Wednesday, October 06, 2010

For People Who Say: "That Can't Happen in Real Life."

Dexter is an American television drama series that centers on Dexter Morgan, a bloodstain pattern analyst for the Miami Metro Police Department, who moonlights as a serial killer.

In season 4 Dexter befriends another serial killer who ends up murdering Dexter's wife, Rita. A serial killer who befriends another serial killer? A best-buddy serial killer who turns on his friend and murders his friend's wife?  An improbable plot, to be sure!

When I read about that story line I thought, "surely, that could never happen in real life." But then I thought of an historical analogy: The Molotov-Ribbentrop Pact under which Hitler and Stalin became best buddies, and which ended disastrously with Germany invading Russia about two years later.

The Molotov–Ribbentrop Pact, colloquially named after the Soviet foreign minister Vyacheslav Molotov and the German foreign minister Joachim von Ribbentrop, was an agreement officially titled the Treaty of Non-Aggression between Germany and the Soviet Union and signed in Moscow in the late hours of 23 August 1939. It was a non-aggression pact under which theSoviet Union and Nazi Germany each pledged to remain neutral in the event that either nation were attacked by a third party.

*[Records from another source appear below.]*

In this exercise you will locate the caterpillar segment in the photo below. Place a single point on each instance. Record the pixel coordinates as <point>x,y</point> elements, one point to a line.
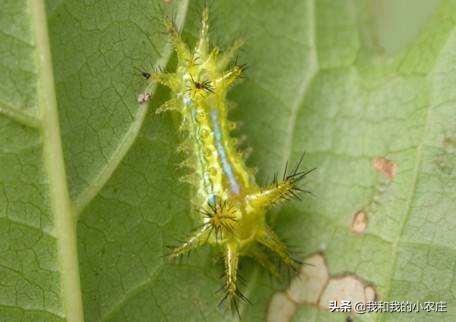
<point>232,206</point>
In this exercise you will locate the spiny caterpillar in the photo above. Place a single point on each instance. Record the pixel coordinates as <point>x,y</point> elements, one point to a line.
<point>232,207</point>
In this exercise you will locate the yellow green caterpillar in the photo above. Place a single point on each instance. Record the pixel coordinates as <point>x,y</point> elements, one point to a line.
<point>231,206</point>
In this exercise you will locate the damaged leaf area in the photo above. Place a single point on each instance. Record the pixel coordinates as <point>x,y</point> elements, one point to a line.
<point>90,195</point>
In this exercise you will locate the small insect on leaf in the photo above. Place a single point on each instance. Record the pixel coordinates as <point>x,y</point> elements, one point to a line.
<point>230,206</point>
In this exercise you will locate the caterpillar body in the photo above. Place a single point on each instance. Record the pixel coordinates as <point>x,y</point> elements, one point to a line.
<point>232,207</point>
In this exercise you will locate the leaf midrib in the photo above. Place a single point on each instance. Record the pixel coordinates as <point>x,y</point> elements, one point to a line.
<point>60,203</point>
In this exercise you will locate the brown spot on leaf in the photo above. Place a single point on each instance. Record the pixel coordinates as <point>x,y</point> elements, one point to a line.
<point>348,288</point>
<point>386,167</point>
<point>314,286</point>
<point>359,222</point>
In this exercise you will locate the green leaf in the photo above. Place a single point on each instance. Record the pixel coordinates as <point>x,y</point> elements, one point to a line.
<point>89,192</point>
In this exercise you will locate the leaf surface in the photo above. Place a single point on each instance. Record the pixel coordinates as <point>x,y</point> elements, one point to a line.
<point>373,108</point>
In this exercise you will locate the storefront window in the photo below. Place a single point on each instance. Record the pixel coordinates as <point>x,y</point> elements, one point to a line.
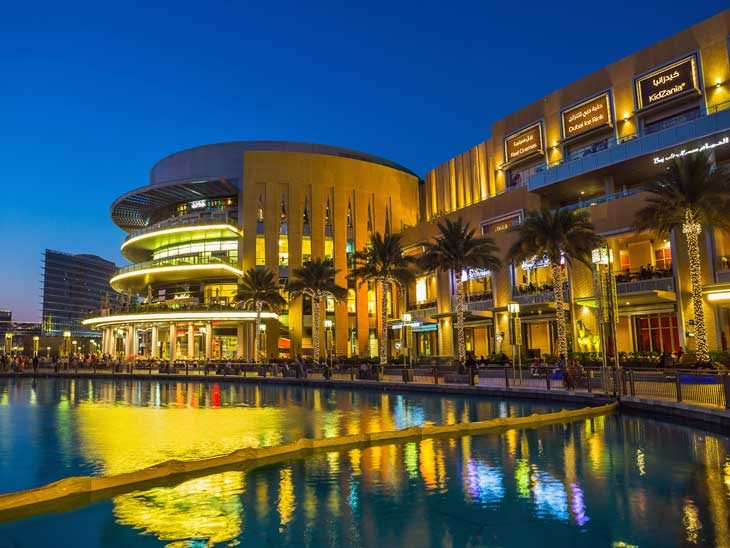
<point>656,333</point>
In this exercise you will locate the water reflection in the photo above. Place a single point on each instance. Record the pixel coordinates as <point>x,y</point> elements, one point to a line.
<point>473,490</point>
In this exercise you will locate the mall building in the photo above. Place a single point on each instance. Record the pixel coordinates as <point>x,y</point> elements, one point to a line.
<point>211,212</point>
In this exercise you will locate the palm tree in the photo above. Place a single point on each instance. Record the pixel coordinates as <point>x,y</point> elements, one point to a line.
<point>557,235</point>
<point>691,196</point>
<point>258,290</point>
<point>453,250</point>
<point>383,263</point>
<point>316,280</point>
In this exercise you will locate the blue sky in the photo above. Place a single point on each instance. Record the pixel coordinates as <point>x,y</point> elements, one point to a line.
<point>93,94</point>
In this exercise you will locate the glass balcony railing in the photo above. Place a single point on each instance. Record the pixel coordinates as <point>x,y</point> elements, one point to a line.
<point>178,261</point>
<point>192,219</point>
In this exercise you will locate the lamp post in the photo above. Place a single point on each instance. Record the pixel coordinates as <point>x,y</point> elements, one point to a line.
<point>328,342</point>
<point>605,289</point>
<point>515,329</point>
<point>262,338</point>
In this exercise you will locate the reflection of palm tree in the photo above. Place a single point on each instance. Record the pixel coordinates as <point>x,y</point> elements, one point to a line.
<point>383,263</point>
<point>691,196</point>
<point>316,280</point>
<point>258,290</point>
<point>454,250</point>
<point>556,235</point>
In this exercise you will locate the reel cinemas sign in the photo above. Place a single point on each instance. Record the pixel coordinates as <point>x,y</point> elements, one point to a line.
<point>667,82</point>
<point>525,142</point>
<point>587,116</point>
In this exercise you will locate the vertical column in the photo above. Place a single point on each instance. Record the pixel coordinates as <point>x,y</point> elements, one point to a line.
<point>128,342</point>
<point>191,341</point>
<point>135,341</point>
<point>155,335</point>
<point>208,341</point>
<point>240,341</point>
<point>173,341</point>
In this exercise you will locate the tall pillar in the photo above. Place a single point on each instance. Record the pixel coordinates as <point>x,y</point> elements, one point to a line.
<point>135,341</point>
<point>173,341</point>
<point>128,342</point>
<point>153,351</point>
<point>208,341</point>
<point>240,341</point>
<point>191,341</point>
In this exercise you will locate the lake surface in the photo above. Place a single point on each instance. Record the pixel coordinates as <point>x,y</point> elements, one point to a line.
<point>609,481</point>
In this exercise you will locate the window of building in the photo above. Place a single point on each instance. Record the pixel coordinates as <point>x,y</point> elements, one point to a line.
<point>306,249</point>
<point>351,301</point>
<point>283,250</point>
<point>663,256</point>
<point>656,332</point>
<point>260,251</point>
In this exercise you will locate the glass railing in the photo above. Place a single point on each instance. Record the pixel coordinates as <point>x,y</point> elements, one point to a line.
<point>200,219</point>
<point>178,261</point>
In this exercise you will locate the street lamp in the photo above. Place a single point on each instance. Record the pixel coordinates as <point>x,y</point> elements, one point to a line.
<point>515,329</point>
<point>328,331</point>
<point>605,290</point>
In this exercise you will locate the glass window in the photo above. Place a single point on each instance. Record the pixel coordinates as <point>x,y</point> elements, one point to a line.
<point>260,251</point>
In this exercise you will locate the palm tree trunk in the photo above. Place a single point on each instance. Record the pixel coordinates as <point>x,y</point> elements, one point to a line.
<point>560,309</point>
<point>383,346</point>
<point>461,344</point>
<point>316,311</point>
<point>257,334</point>
<point>692,230</point>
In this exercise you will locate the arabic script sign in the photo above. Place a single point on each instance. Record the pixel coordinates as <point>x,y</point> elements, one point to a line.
<point>588,115</point>
<point>667,82</point>
<point>525,142</point>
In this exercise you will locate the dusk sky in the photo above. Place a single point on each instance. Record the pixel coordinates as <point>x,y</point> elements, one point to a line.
<point>92,95</point>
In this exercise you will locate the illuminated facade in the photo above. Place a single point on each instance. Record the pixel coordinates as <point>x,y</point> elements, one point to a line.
<point>591,145</point>
<point>212,212</point>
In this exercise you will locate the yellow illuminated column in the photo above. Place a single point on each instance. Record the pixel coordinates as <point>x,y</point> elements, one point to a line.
<point>191,341</point>
<point>155,335</point>
<point>173,341</point>
<point>240,348</point>
<point>208,341</point>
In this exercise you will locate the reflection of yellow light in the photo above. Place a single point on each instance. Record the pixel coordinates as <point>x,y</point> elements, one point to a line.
<point>715,296</point>
<point>203,228</point>
<point>207,508</point>
<point>178,268</point>
<point>286,503</point>
<point>171,316</point>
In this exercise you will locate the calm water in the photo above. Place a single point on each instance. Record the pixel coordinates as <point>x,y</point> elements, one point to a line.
<point>615,481</point>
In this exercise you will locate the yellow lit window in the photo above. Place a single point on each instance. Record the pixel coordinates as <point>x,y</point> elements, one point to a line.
<point>371,302</point>
<point>351,301</point>
<point>306,248</point>
<point>421,292</point>
<point>329,247</point>
<point>283,250</point>
<point>260,251</point>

It remained in effect until 22 June 1941, when Germany implemented Operation Barbarossa, invading the Soviet Union.

In addition to stipulations of non-aggression, the treaty included a secret protocol dividing Northern and Eastern Europe into German and Soviet spheres of influence, anticipating potential "territorial and political rearrangements" of these countries. Thereafter, Germany and the Soviet Union invaded their respective sides of Poland, dividing the country between them. Part of eastern Finland was annexed by the Soviet Union after the Winter War. This was followed by Soviet annexations of Estonia, Latvia, Lithuania and Bessarabia.

Let that be a lesson to the kiddies out there.  Don't become best friends with a homicidal maniac; you or your nearest and dearest might become your friend's next target.

And for all those who question the truth or logic of fictional tales or seeming fiction, remember Strauss:

Es sind die mehreren Dinge auf der Welt
so, daß sie eins nicht glauben tät,
wenn man sie möcht erzählen hören.
Alleinig wers erlebt, der glaubt daran und weiß nicht wie . . .

There are many things in this world
that you don't believe when you hear about them --
but if you lived them you believe, and don't know why.